Researchers observed that HHT patients taking an oral medication saw a marked decrease in nosebleed severity, required fewer blood transfusions and iron infusions and experienced an improved quality of life. In June 2023, an interim analysis found pomalidomide had met a prespecified threshold for efficacy and the trial was closed.
Researchers speculate that pomalidomide worked by blocking the growth of abnormal blood vessels. “The drug may cause the blood vessels to have a more normal structure or thicker walls so they are less fragile,” Dr. McCrae says, but further study is needed.
“Finding a therapeutic agent that works in a rare disorder is highly uncommon, so this is a real success story,” said Andrei Kindzelski, MD, PhD, program officer in the Division of Blood Diseases and Resources at the National Heart, Lung, and Blood Institute, part of NIH. “To date, there has been no positive trial of a therapeutic for treating HHT.”

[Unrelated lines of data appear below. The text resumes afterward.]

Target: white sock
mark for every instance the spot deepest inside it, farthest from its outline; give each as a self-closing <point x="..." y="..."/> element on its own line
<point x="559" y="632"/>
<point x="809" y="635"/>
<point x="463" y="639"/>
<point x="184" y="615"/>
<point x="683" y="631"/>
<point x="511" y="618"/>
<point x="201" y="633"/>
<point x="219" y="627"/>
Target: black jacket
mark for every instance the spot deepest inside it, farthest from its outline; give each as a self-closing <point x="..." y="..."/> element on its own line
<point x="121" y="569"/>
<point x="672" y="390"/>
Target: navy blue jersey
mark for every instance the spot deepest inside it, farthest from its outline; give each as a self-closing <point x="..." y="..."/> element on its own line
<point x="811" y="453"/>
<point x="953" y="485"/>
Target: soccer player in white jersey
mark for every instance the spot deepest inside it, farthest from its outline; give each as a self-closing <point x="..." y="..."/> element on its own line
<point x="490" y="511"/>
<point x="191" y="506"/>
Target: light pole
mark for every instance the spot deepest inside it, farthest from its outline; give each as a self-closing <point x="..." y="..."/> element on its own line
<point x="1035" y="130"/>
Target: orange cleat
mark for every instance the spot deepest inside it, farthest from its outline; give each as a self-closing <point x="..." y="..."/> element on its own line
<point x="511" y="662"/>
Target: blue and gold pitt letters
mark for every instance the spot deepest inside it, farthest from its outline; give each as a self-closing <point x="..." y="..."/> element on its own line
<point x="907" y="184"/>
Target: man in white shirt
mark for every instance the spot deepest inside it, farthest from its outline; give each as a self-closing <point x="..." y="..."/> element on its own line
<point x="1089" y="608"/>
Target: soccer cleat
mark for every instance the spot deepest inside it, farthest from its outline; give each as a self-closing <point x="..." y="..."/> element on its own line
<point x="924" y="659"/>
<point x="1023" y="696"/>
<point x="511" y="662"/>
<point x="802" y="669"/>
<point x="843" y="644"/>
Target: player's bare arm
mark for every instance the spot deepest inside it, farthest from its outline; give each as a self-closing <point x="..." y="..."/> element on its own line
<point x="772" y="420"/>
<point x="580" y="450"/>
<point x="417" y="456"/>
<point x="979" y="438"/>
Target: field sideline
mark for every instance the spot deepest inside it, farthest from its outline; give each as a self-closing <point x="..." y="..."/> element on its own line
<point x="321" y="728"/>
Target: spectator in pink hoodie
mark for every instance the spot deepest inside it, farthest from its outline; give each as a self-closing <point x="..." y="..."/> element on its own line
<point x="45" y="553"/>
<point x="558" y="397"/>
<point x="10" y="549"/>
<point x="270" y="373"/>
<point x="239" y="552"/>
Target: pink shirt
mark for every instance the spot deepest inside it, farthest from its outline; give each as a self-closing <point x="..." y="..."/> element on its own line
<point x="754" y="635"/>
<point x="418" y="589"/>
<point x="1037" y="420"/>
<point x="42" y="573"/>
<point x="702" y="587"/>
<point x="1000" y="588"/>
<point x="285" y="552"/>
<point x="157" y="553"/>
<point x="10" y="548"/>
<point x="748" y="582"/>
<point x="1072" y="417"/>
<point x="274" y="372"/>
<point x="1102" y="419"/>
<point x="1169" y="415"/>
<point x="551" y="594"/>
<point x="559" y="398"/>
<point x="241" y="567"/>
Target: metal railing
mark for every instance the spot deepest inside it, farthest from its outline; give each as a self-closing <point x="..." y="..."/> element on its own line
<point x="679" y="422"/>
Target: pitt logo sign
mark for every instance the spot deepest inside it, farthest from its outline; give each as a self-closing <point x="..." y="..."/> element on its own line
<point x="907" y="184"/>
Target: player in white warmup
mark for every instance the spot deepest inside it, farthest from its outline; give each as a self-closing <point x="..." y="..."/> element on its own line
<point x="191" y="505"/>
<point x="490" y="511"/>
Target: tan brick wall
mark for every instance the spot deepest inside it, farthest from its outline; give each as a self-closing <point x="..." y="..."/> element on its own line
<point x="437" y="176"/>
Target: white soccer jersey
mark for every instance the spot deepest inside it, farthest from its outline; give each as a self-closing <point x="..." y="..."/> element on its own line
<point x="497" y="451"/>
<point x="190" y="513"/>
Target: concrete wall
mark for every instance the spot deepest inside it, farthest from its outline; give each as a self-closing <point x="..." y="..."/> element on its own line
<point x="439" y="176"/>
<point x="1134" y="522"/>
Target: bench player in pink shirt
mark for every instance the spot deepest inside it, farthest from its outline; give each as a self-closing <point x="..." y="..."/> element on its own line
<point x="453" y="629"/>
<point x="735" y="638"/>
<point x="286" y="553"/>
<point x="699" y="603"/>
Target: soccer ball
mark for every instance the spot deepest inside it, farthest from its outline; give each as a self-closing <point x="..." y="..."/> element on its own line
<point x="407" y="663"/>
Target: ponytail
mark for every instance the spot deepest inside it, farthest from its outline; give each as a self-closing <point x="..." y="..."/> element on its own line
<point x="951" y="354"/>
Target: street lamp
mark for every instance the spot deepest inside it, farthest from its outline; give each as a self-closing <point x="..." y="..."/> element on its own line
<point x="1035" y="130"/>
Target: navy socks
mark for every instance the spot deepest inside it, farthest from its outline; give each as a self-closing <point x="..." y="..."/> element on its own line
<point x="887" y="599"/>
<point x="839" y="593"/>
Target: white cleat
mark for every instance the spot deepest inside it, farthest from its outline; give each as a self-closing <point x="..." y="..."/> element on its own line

Dr. Kindzelski said the finding has broader, life-saving implications for people with more severe forms of HHT. In those cases, malformed blood vessels can also develop in organs such as the lung, liver and brain, which can lead to hemorrhagic stroke, bleeding in the lungs or heart failure.
Though researchers did not follow participants after the trial ended, Dr. McCrae said some of his patients who were enrolled in the study have gone 4-6 months without nosebleeds recurring, even though they had stopped the medication. This suggested that the drug may have promise as a long-term or intermittent treatment, he said.
Even after finding a successful treatment for this rare disease, much is still unknown about the mechanisms of HHT itself. Dr. McCrae is hoping to obtain additional funding to continue studying HHT, clarifying the mechanisms behind the disease and how pomalidomide and other drugs influence them.
"I'm optimistic that learning more about the mechanisms of how this treatment works will make a great impact in hematology and our understanding of vascular malformations," he says. "There are many idiopathic GI bleeding disorders or other vascular malformations, that aren’t necessarily HHT, and this drug or family of drugs may actually be effective in treating those as well.”
Dr. McCrae is up to the challenge, as solving this type of puzzle is one of his specialties.